Somewhere towards the end of December 2023 (in many parts of South India, the latter half of December and the first of January, clubbed together, is dedicated to the deity Andal) I received a DM on Instagram from a doubtful editor who wondered if I might have a story to share with her. I shared Mother's First Play. The editor was very intelligent. She immediately spotted structural flaws in the story that I was only too happy to rectify. My submission was then accepted. It was a miracle! Mother's First Play, then, was indeed the breakthrough that I had been seeking for so long. More so, when you considered the fact that the magazine (Pena.litmag) actually pays its writers! So the money I received from them last week was my first monetary-compensation for a literary endeavour! It was a miracle. Even more so when you consider the fact that it happened in a month that is dedicated to the deity Andal, and that it happened through a story that is inspired by someone, who, as I have said earlier, for me and many Millennials, epitomises Andal, and even, even more so when you consider the fact that the name of the editor who contacted me is also Andal! what can I say, as G.K. Chesterton puts it somewhere:
The most incredible thing about miracles is that they happen.
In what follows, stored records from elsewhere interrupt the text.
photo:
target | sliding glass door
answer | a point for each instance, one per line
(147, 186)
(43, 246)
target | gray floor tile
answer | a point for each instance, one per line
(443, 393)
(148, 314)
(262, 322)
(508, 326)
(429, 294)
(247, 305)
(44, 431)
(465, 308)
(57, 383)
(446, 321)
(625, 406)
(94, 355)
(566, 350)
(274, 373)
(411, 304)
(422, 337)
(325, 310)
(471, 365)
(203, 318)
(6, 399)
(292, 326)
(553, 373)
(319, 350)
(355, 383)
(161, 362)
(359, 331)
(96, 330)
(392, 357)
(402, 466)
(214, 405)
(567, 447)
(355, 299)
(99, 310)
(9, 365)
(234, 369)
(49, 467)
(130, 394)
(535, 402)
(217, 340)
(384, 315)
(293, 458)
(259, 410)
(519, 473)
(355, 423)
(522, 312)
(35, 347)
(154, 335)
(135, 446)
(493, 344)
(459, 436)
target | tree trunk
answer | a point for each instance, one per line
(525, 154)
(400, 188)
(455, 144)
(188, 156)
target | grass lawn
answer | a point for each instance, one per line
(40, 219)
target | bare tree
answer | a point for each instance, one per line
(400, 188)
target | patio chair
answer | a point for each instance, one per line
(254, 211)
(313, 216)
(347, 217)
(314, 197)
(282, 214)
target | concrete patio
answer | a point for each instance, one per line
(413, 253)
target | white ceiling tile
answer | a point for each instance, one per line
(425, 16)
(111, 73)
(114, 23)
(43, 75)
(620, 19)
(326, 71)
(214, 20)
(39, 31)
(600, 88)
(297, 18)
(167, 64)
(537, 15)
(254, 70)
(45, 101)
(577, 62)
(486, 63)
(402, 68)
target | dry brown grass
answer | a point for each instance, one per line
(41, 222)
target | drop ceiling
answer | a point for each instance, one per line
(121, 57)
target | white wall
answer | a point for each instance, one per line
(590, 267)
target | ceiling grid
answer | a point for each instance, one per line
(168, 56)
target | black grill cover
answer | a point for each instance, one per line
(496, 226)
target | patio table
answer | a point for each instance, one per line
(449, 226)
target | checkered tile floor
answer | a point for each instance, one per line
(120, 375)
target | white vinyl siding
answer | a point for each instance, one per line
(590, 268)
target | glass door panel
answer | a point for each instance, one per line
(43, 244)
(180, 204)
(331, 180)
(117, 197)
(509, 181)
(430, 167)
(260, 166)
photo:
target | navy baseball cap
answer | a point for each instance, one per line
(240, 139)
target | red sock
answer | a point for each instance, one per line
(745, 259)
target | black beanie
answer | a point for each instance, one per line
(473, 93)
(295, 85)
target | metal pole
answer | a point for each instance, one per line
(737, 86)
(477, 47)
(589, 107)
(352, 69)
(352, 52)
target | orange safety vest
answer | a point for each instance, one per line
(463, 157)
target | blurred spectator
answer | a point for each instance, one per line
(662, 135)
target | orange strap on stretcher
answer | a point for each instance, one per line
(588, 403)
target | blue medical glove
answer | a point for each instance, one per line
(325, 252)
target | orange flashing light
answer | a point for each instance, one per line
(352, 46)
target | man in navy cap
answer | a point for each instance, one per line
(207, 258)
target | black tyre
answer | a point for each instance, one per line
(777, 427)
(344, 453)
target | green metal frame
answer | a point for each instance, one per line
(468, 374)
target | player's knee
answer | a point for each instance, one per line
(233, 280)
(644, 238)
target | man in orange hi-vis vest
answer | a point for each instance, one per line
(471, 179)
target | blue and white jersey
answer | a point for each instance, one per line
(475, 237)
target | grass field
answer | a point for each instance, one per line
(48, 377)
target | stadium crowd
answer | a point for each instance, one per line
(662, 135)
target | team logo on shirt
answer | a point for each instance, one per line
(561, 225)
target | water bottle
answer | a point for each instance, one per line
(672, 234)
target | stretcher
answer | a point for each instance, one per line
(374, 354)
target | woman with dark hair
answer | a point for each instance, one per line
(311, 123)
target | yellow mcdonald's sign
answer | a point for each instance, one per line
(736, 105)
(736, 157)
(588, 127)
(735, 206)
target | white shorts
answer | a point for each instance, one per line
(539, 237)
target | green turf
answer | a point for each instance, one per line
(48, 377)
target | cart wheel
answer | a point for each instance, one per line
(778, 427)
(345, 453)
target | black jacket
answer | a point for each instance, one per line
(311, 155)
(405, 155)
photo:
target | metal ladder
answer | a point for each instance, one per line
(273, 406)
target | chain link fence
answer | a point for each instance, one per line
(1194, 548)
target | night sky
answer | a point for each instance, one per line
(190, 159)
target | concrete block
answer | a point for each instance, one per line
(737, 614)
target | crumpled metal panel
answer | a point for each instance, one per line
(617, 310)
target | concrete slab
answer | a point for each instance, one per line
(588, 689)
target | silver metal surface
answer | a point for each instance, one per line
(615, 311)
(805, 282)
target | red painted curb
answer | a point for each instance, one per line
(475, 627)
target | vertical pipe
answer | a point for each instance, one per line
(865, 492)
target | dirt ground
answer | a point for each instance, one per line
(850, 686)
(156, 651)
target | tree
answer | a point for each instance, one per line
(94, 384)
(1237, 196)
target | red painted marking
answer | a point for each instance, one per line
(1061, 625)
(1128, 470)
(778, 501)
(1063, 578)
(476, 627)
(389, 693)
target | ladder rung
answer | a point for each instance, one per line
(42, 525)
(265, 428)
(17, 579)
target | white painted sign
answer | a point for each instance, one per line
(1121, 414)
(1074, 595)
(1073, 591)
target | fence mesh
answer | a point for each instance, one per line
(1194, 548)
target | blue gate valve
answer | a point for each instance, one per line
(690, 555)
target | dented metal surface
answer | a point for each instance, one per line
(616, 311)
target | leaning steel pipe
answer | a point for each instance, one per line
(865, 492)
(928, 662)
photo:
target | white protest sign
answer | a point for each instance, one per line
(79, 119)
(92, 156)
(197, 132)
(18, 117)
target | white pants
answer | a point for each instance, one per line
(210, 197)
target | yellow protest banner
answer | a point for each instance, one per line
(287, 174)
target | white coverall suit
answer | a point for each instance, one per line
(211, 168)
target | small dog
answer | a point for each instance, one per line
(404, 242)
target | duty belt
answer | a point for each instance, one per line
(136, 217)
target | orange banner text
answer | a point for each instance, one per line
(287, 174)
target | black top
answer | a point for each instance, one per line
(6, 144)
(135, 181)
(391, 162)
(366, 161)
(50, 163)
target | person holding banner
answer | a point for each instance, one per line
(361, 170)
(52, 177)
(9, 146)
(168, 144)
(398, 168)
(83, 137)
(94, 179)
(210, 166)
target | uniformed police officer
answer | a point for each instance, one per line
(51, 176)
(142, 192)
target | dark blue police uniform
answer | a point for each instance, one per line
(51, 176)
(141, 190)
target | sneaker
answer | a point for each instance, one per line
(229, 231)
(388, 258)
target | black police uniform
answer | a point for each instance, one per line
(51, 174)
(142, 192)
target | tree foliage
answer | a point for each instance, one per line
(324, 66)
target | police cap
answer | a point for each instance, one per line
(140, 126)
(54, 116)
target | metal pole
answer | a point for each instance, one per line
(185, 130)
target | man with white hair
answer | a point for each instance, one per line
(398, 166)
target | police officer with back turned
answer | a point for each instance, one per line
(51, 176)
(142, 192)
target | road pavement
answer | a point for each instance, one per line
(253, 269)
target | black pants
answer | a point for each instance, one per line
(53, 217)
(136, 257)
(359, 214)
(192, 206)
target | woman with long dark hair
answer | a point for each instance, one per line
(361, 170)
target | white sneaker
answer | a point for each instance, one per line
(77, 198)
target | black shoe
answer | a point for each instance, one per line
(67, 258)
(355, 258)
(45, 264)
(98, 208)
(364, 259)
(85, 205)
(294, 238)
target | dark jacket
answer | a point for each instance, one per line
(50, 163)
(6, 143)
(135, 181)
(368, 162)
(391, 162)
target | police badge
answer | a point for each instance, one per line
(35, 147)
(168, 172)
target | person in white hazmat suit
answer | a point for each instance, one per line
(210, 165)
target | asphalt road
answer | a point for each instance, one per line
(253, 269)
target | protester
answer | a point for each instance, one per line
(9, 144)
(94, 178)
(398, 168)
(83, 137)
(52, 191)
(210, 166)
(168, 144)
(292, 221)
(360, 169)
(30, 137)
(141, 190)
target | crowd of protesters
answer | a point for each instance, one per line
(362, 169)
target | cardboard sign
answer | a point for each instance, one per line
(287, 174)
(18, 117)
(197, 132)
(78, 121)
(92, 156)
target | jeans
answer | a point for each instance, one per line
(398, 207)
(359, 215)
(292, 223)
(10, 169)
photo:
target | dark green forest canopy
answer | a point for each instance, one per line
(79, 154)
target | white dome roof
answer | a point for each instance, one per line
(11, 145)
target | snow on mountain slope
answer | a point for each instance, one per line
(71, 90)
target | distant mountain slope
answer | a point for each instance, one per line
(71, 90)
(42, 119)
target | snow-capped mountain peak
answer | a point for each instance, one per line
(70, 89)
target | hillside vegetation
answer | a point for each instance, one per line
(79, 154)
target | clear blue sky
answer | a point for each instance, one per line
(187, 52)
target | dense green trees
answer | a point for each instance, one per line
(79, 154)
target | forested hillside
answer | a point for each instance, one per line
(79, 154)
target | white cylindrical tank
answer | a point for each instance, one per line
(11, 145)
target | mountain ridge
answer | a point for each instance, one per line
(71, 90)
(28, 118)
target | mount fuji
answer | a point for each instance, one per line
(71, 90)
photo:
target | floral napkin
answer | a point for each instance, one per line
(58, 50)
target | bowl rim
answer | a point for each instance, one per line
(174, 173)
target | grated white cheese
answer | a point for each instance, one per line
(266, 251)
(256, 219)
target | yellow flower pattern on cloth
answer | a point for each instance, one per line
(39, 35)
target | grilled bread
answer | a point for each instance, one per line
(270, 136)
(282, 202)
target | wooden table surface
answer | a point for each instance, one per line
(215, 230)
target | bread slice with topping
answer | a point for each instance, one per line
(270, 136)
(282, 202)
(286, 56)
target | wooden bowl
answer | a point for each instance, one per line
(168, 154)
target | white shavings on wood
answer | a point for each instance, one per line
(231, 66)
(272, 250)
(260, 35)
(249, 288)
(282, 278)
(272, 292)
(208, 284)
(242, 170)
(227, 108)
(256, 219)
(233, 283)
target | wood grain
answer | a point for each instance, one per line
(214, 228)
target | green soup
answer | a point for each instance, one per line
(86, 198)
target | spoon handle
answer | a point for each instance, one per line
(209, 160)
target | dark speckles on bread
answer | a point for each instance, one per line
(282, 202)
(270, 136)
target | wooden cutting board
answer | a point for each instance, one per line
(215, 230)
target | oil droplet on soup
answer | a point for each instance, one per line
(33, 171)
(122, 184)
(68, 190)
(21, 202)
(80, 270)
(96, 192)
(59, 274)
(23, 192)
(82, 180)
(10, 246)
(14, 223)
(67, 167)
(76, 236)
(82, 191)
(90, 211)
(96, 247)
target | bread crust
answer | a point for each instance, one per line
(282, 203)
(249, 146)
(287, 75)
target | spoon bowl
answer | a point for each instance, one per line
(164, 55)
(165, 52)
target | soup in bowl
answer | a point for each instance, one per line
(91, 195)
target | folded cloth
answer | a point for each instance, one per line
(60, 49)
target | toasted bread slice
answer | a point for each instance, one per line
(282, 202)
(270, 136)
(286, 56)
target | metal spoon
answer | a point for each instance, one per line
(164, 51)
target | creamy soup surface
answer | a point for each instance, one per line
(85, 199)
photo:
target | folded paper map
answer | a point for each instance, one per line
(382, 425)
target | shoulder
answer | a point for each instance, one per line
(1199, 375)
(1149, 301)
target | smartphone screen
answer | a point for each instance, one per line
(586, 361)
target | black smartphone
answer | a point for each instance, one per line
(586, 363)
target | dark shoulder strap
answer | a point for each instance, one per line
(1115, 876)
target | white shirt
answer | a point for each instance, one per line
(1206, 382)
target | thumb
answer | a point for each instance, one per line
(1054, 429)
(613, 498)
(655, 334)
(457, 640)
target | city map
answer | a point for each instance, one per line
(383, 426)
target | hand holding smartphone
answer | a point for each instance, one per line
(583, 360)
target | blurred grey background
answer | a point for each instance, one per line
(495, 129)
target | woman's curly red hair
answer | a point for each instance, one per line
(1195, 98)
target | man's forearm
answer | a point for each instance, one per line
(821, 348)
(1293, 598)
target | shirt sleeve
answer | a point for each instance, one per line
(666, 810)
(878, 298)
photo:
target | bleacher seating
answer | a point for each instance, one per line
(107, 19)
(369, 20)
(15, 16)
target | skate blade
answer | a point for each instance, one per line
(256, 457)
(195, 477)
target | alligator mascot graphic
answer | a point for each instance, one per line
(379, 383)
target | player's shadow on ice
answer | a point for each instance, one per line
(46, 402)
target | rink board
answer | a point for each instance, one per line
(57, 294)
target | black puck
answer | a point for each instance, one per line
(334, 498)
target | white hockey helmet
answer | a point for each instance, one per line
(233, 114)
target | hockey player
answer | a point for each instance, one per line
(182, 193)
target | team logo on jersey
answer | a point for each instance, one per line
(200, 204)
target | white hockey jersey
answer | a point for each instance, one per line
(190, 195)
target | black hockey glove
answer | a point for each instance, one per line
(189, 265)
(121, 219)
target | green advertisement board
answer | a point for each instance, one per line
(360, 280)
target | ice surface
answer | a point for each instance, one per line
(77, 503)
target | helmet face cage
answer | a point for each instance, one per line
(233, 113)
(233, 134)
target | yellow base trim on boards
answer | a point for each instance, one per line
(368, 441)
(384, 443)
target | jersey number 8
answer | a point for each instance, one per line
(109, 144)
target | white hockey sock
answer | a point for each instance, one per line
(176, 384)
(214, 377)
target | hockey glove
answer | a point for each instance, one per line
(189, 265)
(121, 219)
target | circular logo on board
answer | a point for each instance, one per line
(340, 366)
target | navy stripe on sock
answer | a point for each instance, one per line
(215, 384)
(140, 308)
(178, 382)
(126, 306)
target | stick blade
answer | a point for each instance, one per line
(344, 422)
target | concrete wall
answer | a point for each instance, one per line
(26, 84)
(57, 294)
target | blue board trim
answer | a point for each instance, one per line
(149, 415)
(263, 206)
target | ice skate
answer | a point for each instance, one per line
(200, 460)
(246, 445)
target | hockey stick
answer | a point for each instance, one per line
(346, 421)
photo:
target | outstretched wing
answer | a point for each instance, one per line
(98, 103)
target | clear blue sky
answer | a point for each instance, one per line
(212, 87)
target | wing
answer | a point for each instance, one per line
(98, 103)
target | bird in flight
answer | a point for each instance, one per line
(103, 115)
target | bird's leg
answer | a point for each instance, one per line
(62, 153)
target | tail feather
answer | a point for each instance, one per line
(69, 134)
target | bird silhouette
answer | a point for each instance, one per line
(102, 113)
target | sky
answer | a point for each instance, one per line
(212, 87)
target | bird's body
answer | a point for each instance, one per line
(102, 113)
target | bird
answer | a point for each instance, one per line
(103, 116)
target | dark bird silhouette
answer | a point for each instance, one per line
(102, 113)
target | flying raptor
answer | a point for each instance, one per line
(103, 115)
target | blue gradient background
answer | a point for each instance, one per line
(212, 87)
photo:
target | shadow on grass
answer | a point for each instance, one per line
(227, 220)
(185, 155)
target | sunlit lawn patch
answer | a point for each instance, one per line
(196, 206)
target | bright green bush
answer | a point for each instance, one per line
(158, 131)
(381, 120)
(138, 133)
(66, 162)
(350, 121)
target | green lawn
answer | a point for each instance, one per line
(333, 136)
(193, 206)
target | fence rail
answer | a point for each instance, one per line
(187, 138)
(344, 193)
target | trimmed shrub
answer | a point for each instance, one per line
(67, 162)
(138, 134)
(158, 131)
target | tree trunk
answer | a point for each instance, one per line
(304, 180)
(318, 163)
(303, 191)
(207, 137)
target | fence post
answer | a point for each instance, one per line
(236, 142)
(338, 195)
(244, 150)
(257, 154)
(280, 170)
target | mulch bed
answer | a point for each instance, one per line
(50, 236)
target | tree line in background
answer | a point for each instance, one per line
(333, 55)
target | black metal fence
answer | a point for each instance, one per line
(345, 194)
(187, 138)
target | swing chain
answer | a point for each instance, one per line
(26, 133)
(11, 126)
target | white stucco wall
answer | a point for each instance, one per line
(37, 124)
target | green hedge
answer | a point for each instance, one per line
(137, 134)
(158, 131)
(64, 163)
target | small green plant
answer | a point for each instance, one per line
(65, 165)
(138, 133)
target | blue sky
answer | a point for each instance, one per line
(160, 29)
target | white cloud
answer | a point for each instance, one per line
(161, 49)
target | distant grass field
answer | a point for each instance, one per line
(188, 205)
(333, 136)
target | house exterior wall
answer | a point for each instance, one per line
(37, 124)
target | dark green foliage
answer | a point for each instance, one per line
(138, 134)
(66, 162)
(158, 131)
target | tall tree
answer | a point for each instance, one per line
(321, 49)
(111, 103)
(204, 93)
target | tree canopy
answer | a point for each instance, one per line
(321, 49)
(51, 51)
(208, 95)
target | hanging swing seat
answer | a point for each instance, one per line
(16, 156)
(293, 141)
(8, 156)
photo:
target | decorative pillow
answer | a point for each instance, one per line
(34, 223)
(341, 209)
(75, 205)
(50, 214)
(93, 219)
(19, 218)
So, what is it that I seek now? I'd say, about five hundred readers who are actually interested in my work. Five hundred readers who become a part of my creative process and of whose creative process I become a part. It is really like working for a company isn't it: we're all colleagues, and we're all here to do the same thing basically: bear witness to this most liminal and complicated and all-encompassing age in which we live. So, yes, it has become amply clear to me that I am not going to be winning any major awards. Some minor ones here and there maybe (to get me to the five hundred!) but for the most part mine is going to be a minor and remote presence. I am happy with this!
This reminds of Shakespeare's sonnet 25:
Let those who are in favour of their stars,
Of public honour and proud titles boast,
Whilst I, whom fortune of such triumphs bars,
'Unlooked for joy' in that I honour most.